Yipes! ’ Yvonne yelled, jerking upward against her bindings and swatting reflexively at Jim, who, with help from Noble and the woman he was with, was trying to push an extension leaf from our dining table under her: ‘There’s slivers in that goddamn thing, Jim!’

‘Don’t be silly, I’m sliding it under the cushions.’

Alison and her husband appeared in the dining room doorway: they seemed to be arguing about something, but he was smiling. The two policemen went out past them, then came in again through another door.
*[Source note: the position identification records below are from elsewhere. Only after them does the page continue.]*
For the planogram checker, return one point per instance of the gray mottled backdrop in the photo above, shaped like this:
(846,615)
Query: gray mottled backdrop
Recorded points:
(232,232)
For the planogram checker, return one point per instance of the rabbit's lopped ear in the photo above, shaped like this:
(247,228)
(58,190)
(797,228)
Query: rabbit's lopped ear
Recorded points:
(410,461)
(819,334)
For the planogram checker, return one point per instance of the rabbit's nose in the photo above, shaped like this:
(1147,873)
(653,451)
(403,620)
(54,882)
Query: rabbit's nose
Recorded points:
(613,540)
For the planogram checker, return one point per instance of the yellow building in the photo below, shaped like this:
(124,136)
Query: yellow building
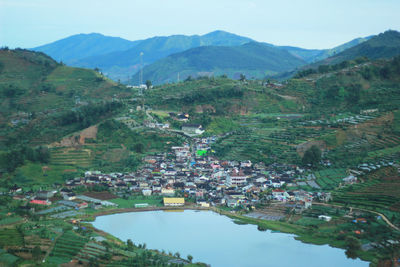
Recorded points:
(174,201)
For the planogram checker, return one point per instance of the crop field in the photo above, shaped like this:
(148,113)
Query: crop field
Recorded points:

‘Well, then, something’s biting me, I — OWW !’

‘Aha,’ said Jim, reaching under her and pulling out a shard of broken glass, stained with blood, part of a microscope slide maybe (‘How could this be happenin’?! ’ Fats was weeping, Brenda hugging him, Woody squatting beside them offering counsel, or perhaps just telling them what he knew: ‘It’s crazy! ’ ‘Oh my god , Fats!’), and Yvonne shrieked: ‘Yah — is that blood mine—?!

‘I don’t think so …’

‘Fiona said it was sort of like going from one room to the other without using the door,’ Michelle whispered, leaning on my arm (Alison was gone again), ‘but she didn’t mean to—’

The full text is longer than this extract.